I believe that as much as art informs culture, culture informs art. It’s rare to see this emerge in the traditionally vapid world of pop music, but there is a current over-played song that strikes me as unintentionally illuminating a troubling aspect of our society.
I believe that the song “Somebody That I Used To Know” by Gotye featuring Kimbra illustrates a fundamental disrespect that has run rampant in our society. [Disclaimer: I realize that the writing of a song, especially a duet is a complex process. For the sake of this analysis I will name the characters by the artist who voiced them. I realize this likely does not directly reflect either of their lives and I hope you realize that too.]
In the first verse Gotye describes the “good times” of a now expired relationship:
Now and then I think of when we were together
Like when you said you felt so happy you could die
Told myself that you were right for me
But felt so lonely in your company
But that was love and it’s an ache I still remember
Already Gotye describes not only that he’s being dishonest with himself; he’s telling himself it’s a good match, and trying to ignore a lonely feeling when around his partner. Perhaps even more alarming he says “but that was love” implying that either the feelings or the dishonesty are part of love.
In the second verse Gotye develops the theme that he was unhappy in the relationship:
You can get addicted to a certain kind of sadness
Like resignation to the end, always the end
So when we found that we could not make sense
Well you said that we would still be friends
But I’ll admit that I was glad it was over
The amount of suffering described so far makes me concerned that Gotye is, in some way, perpetuating his victim-hood. If he was unhappy, why didn’t he address it in a straight forth manner? The way it’s worded makes him appear to be in a passive victim-like status.
In the bridge we find the turn of the tale:
But you didn’t have to cut me off
Make out like it never happened and that we were nothing
And I don’t even need your love
But you treat me like a stranger and that feels so rough
No you didn’t have to stoop so low
Have your friends collect your records and then change your number
I guess that I don’t need that though
Now you’re just somebody that I used to know
Here it appears the up-to-now passive character is lashing out at his past lover: she “cut him off” and “stooped so low,” treated him “like a stranger.” It’s only natural to lash out at someone who’s hurt you, however the transgressions he describes seem only reasonable: “make out like it never happened,” “treat me like a stranger,” “have your friends collect your records and then change your number.” These seem like perfectly reasonable post-break-up attempts to be gentle to one’s own psychological healing. After breaking up with someone I’m likely to treat someone as a stranger if I’m not ready to interact with them again yet. I might also ask friends to get my stuff from the ex’s house so I don’t have to put myself through that. And if it was a particularly bad relationship, it’s totally within my right to change my phone number. Gotye, why are you whining about all this?
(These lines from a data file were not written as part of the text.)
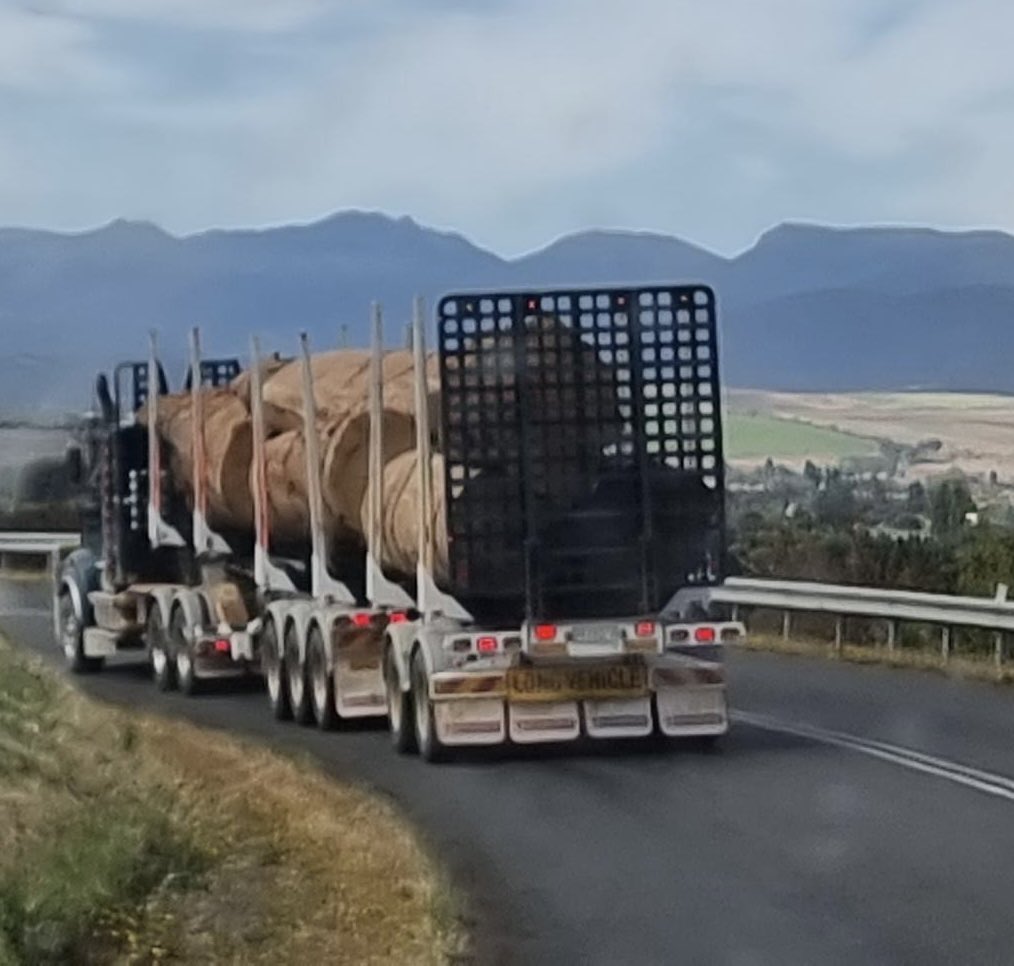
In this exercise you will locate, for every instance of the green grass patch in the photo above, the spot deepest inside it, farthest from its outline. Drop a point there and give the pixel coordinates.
(89, 837)
(754, 436)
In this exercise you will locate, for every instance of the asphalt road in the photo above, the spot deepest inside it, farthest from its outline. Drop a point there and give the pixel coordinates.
(780, 848)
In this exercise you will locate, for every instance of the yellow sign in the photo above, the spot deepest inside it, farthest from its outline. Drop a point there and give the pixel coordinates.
(597, 682)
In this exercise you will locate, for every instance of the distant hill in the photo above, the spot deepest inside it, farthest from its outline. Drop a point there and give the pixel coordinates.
(807, 307)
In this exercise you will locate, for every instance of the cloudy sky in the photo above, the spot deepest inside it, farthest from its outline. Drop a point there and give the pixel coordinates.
(513, 121)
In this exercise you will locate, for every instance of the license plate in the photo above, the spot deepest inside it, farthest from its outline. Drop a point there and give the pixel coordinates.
(578, 683)
(596, 634)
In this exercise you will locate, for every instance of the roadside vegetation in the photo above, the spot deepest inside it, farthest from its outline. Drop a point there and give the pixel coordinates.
(823, 525)
(134, 839)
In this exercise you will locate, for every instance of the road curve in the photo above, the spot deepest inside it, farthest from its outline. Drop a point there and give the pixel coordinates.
(785, 847)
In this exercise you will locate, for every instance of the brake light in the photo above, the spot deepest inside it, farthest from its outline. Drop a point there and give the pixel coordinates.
(486, 645)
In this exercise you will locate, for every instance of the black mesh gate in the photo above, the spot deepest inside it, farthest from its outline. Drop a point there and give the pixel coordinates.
(582, 441)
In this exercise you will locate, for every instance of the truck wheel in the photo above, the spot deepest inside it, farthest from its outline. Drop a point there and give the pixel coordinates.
(162, 666)
(430, 746)
(273, 666)
(295, 680)
(321, 684)
(183, 648)
(401, 716)
(72, 637)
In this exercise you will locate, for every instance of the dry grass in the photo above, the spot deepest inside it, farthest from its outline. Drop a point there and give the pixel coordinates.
(130, 838)
(974, 667)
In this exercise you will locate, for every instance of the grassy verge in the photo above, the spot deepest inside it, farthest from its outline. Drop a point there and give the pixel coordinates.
(978, 667)
(129, 838)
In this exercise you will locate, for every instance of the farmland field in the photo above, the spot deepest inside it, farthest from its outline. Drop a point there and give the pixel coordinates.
(972, 432)
(754, 436)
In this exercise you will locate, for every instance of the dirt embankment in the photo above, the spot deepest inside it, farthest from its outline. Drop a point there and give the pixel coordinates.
(130, 838)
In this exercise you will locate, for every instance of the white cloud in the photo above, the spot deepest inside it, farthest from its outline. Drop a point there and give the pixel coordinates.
(522, 118)
(40, 52)
(258, 15)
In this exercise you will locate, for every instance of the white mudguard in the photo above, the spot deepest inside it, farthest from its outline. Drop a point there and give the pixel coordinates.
(540, 722)
(355, 658)
(692, 711)
(471, 722)
(619, 719)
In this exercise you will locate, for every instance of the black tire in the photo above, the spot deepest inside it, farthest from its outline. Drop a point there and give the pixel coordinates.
(273, 666)
(183, 648)
(705, 744)
(295, 680)
(321, 683)
(163, 668)
(72, 638)
(400, 710)
(431, 748)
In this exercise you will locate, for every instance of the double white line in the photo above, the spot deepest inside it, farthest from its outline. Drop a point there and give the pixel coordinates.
(996, 785)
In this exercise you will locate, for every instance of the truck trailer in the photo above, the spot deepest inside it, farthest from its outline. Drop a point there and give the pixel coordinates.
(570, 521)
(584, 488)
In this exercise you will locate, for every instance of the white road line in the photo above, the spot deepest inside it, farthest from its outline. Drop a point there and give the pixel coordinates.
(995, 785)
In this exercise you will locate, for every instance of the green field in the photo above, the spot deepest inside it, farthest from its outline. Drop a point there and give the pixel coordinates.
(753, 436)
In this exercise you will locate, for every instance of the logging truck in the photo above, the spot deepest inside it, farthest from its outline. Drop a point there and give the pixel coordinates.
(568, 516)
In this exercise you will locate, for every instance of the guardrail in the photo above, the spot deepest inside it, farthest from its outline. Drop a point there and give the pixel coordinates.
(893, 606)
(50, 545)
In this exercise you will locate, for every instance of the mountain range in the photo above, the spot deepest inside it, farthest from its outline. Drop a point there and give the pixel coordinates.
(806, 308)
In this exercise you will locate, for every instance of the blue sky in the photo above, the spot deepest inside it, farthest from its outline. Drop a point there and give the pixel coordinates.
(512, 121)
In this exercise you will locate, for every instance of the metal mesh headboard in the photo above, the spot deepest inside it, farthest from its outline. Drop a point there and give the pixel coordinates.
(573, 422)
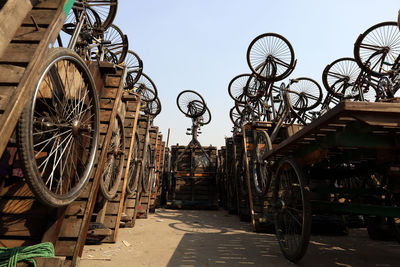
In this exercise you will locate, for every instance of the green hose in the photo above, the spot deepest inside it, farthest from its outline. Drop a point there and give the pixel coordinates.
(10, 256)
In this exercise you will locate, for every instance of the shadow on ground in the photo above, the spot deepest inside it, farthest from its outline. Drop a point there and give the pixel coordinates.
(214, 238)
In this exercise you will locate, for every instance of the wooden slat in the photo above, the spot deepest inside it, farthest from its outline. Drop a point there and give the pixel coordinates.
(19, 53)
(27, 83)
(29, 34)
(11, 16)
(71, 227)
(5, 95)
(40, 16)
(11, 73)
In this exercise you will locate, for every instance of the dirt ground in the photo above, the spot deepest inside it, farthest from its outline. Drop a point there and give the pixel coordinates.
(215, 238)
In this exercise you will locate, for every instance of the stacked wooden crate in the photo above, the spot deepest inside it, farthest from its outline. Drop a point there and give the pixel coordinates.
(194, 178)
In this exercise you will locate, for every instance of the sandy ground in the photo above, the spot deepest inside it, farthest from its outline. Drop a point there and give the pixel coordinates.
(215, 238)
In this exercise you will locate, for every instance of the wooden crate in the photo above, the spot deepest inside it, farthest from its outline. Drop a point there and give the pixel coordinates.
(193, 187)
(156, 192)
(146, 195)
(75, 225)
(133, 201)
(23, 56)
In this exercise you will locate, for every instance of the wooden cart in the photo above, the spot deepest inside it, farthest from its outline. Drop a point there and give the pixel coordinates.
(345, 162)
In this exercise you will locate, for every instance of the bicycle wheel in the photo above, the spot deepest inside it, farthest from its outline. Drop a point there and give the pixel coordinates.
(134, 168)
(118, 44)
(107, 9)
(153, 108)
(146, 88)
(340, 78)
(376, 49)
(90, 27)
(113, 167)
(255, 88)
(206, 117)
(271, 57)
(134, 66)
(235, 117)
(58, 130)
(148, 165)
(237, 87)
(191, 103)
(292, 210)
(305, 90)
(261, 169)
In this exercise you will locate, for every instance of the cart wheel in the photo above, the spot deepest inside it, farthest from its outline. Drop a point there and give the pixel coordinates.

And this is when the ex-girlfriend’s response comes in:
Now and then I think of all the times you screwed me over
But had me believing it was always something that I’d done
But I don’t wanna live that way
Reading into every word you say
You said that you could let it go
And I wouldn’t catch you hung up on somebody that you used to know
This new perspective sheds light on the fact that Kimbra feels screwed over, coerced into believing it was her fault, and lied to [I’m extrapolating from tone and context that “you said that you could let it go” is a direct response to the prior portion of the song, combined with a pre-song statement on the part of Gotye.] The tone of this portion of the song sounds assertive and is in contrast to Gotye’s tone. This is the end of new lyrical content in the song.
Overall I see this story telling the tale of boy who is not only confused, but perceives himself to be helpless in his current position. The woman, on the other hand, has taken a stand, taken care of herself and is trying to move forward while still annoyed at her ex’s position on break-up.
Gotye’s character in all this is the part that deeply troubles me. As he and his ex describe it, it appears he has deeply betrayed/pissed off his ex. His response seems to be to whine and complain, and do so to her. This isn’t constructive for him and it shows a basic lack of respect for his ex. When faced with an ex who changed her phone number to avoid him, the more constructive choice would be to ask yourself “what was my part in causing such a strong reaction?” and use it as an opportunity for self-reflection and growth. Also, if she changed her number, she doesn’t want to talk to him, so why has he engaged her in the dialogue that is this song? The description of her actions in the song make a case that she is establishing a very clear boundary. By engaging her in this dialogue, he’s disrespecting this boundary.
So, the lesson to be learned here: Whining is bad. Self-reflection is good. Learn to identify boundaries and respect them.